Tia Pufa

Os espanhóis, normalmente turrões e teimosos, são também, paradoxalmente, donos de um imenso coração mole.


Quando criança, algumas vezes fomos visitar uma tia do meu pai, na pequena e, naquela época, longínqua Quatiguá, uma simpática e bucólica cidadezinha no interior do estado.

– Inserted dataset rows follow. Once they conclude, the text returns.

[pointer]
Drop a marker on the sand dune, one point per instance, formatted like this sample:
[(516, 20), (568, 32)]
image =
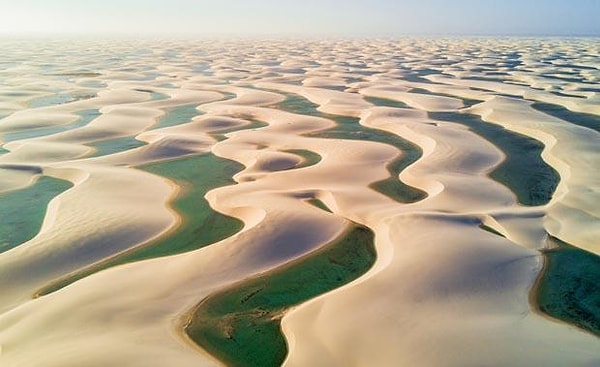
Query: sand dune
[(455, 271)]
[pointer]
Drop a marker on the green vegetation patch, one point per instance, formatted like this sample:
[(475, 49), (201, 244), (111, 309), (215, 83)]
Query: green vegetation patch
[(349, 128), (200, 226), (569, 289), (241, 324), (523, 171)]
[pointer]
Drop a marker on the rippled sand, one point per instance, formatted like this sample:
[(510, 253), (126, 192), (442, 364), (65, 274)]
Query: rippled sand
[(458, 252)]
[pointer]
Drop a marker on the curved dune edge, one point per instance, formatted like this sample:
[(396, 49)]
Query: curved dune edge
[(430, 253)]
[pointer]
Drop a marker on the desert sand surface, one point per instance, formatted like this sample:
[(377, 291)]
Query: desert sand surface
[(424, 142)]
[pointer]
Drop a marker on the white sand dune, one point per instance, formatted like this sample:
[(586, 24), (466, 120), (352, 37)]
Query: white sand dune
[(443, 291)]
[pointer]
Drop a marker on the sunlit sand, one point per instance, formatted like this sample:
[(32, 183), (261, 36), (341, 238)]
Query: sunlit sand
[(170, 177)]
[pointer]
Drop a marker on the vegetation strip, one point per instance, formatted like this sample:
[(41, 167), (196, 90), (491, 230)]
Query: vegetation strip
[(241, 325), (568, 288), (350, 128), (523, 171), (200, 225)]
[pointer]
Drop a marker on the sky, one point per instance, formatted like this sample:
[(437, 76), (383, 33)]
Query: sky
[(305, 17)]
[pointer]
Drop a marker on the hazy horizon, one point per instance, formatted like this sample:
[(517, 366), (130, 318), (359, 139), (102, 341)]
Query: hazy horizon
[(308, 18)]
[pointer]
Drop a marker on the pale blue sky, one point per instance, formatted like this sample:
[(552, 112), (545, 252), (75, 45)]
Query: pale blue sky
[(313, 17)]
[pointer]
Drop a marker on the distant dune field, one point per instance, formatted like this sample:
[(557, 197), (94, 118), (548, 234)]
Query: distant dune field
[(410, 202)]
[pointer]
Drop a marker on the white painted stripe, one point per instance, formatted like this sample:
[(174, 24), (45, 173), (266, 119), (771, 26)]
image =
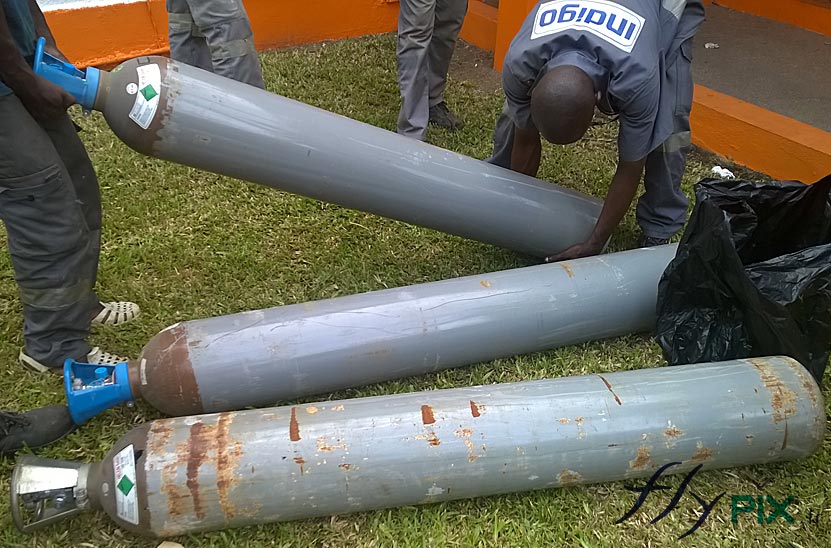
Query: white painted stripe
[(51, 5)]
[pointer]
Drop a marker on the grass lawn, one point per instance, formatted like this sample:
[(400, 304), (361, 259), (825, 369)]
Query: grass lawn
[(187, 244)]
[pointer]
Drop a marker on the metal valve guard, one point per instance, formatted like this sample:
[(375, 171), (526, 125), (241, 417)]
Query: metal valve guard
[(48, 490)]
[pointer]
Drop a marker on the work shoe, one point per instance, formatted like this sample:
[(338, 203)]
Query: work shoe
[(34, 428), (95, 356), (441, 116), (116, 313), (651, 241)]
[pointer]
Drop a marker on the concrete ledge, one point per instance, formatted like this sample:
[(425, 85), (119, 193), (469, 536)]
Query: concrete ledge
[(812, 15), (759, 139)]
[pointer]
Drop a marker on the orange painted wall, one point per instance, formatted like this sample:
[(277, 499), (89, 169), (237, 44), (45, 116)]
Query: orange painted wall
[(104, 36), (760, 139), (749, 135), (123, 31), (511, 15), (98, 36), (479, 27)]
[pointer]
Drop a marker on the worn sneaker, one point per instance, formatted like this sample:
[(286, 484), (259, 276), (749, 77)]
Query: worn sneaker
[(442, 116), (116, 313), (95, 356), (34, 428), (650, 241)]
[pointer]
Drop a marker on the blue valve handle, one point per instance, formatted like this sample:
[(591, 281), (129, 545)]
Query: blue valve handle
[(93, 388), (83, 85)]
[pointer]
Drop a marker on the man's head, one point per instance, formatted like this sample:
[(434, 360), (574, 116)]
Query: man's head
[(562, 104)]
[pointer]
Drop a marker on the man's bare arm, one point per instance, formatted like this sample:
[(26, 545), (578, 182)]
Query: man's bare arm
[(526, 151), (42, 98)]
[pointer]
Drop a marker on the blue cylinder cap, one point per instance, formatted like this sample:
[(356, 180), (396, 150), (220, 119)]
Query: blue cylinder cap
[(83, 85)]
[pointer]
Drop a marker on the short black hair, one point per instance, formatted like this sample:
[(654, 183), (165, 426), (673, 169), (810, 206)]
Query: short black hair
[(562, 104)]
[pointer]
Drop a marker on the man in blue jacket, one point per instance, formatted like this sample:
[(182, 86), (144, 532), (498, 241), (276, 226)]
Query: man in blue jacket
[(630, 58), (51, 207)]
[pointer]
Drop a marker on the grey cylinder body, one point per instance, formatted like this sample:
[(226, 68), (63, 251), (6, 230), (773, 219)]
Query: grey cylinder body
[(263, 357), (197, 118), (241, 468)]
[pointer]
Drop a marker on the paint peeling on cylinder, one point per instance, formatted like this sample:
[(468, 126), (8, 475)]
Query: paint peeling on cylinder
[(246, 469), (299, 350)]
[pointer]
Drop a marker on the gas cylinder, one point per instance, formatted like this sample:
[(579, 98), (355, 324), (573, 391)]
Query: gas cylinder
[(262, 357), (176, 112), (189, 474)]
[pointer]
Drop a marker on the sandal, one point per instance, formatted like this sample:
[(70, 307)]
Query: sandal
[(116, 313)]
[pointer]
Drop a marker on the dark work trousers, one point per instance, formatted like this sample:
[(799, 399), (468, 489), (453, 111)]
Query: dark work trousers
[(214, 35), (427, 34), (51, 206), (662, 209)]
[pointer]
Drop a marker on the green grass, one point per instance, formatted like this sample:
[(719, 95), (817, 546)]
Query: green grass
[(187, 244)]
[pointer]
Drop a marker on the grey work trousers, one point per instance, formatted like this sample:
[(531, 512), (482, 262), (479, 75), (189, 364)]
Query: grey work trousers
[(51, 206), (662, 209), (214, 35), (427, 34)]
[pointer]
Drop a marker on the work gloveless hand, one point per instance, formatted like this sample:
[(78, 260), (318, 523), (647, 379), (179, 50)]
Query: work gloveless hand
[(44, 100)]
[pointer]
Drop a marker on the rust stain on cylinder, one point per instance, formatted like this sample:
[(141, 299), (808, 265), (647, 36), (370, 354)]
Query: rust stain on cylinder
[(323, 446), (427, 415), (228, 455), (431, 438), (171, 383), (782, 398), (464, 434), (569, 477), (609, 387), (301, 461), (294, 428), (197, 452), (673, 432), (641, 460), (178, 497), (702, 453)]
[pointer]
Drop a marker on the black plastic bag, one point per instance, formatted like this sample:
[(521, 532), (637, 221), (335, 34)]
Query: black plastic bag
[(752, 276)]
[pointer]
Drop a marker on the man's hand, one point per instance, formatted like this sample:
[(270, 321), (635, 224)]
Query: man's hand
[(526, 151), (53, 50), (586, 249), (44, 100)]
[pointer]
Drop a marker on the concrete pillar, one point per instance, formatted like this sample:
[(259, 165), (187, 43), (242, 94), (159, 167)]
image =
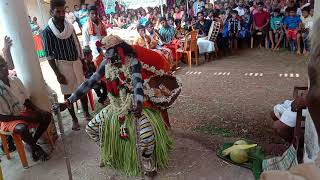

As visitas geralmente aconteciam num domingo à tarde, hora boa pra um enterro. Lembro do triste repicar do sino anunciando missa de corpo presente na matriz da cidade, o que aumentava consideravelmente a tristezura domingueira.


A casa de tia Pura, a quem chamávamos de tia Pufa, ficava na rua do paletó, conhecida assim por ter casas só de um lado, já que ficava ao longo da ferrovia, próxima à estação.

Assim que chegávamos na minúscula e aconchegante casa, a velha espanhola da região de Granada, numa mistura de alegria, emoção e agradecimento, começava a chorar.


Não era uma leve fungadinha, um choro baixinho e sutil, de lágrima a correr pelo cantinho do olhar. Nada, era um chororô e conforme íamos entrando ela ia nos abraçando, beijando e chorando cada vez mais.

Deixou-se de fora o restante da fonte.